I had quite a little blog post typed up about Ms. Stein. I didn’t get to a definitive conclusion, but certainly speculated. You know? I don’t think she’s an easy one to easily come to terms with, at any rate. And then, something happened, and it’s gone. And I’m fighting this really awful bug, and my head is congested, and this is burdensome. Oh well. This revision of sorts will leave something to the imagination.
Gertrude Stein is delicate reading. I am still not sure I’ve cracked her code, as it were. I began, first, by reading her lines in a sort of mantra-like way. After having taken in so many varying pieces of imagery, I started to simply disassociate what I was reading and instead focused mindfully on the images conjured up in my head. Based on our lecture Tuesday, I’m not quite sure whether or not this was Stein’s intention.
Then I began to highlight the prevalent use of repetition among selections, such as the use of the word “spreading” in “A Carafe That is a Blind Glass,” “A Piano,” and “A Little Bit of Tumbler.” I wondered whether Stein was trying to get readers to disassociate the denotative meanings of the words and simply to marvel at the sonic beauty of their sounds. This I believe we emphatically dismissed in class (though the harmony of her word selections still prevails.)
Gertrude Stein is a again a delicate read. The breaking down of her syntax into its simplest components, the imaginative speculations that are necessary to understanding her intentions, these are not easily done.
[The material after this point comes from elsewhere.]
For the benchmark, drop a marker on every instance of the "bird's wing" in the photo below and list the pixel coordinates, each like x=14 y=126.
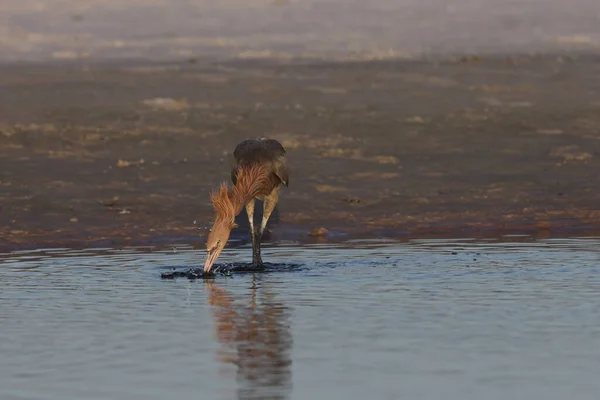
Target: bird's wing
x=282 y=171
I confess I’m still working on it. I can certainly she is a poet who does well to be read at length, to have her style absorbed. Certain poetic elements are retained, despite the meanings of the work being broken down. The parallel phrasings of “A Piano,” for example, create a work that almost flows according to a meter. Still, the arrival with any of Stein’s is as perplexing as any other. If anyone’s gotten farther along the way than I have, I’d love to talk about it. My grade will certainly benefit from it at any rate.